There is no universally successful treatment. In individual cases satisfactory control has been achieved with a variety of drugs, including verapamil, β blockers, class I antiarrhythmic drugs, and amiodarone. Drugs that control symptoms in some patients aggravate them in others. In intractable cases, deglutition tachyarrhythmias have been cured by repositioning the oesophagus. This could be the result of surgical denervation or removal of direct stimulation.6
My patients with deglutition atrial tachyarrhythmias had unusual features. In most patients deglutition tachyarrhythmias are triggered by swallowing solids or liquids and commonly by dry swallowing. Deglutition tachyarrhythmias triggering by swallowing solids but not liquids, as in case 1, have been reported rarely.19 In case 2 atrial fibrillation was precipitated only by drinking ice cold beverages.

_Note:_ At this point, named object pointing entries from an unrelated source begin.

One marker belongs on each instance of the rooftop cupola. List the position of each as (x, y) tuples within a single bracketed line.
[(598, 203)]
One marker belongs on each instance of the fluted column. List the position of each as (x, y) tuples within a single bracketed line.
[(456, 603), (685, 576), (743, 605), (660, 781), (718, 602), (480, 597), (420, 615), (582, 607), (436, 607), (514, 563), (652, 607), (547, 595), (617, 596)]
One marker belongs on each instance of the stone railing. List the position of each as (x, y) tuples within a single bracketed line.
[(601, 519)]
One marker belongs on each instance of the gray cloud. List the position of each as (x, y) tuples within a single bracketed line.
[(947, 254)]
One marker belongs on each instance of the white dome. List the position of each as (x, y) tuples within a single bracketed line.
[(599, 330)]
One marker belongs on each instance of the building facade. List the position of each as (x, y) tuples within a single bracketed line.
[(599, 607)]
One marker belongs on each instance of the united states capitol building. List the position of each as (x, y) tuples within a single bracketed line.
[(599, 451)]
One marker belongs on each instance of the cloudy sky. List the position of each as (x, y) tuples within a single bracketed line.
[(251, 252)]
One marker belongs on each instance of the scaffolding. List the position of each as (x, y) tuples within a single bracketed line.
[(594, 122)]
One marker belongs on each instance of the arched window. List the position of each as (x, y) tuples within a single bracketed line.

This has not been reported previously but one case of atrial tachycardia triggered by ice cold beverages has been described.20 There is also a report of triggering by hot food and drinks.21 Deglutition bradyarrhythmias can also be triggered by cold drinks or by hot food and drinks.2 ,22 ,23
Case 3 is, as far as I am aware, an unreported condition. Bradycardias are well recognised as a consequence of belching and vomiting and they are probably mediated by the parasympathetic nervous system.24 A medline search of the literature published between 1966 and January 1998 revealed no case of association between tachyarrhythmias and eructation as a heading (or eructation, belching or burping as a text word). It is probable that similar oesophageal triggered autonomic reflexes were involved to those triggering deglutition tachyarrhythmias.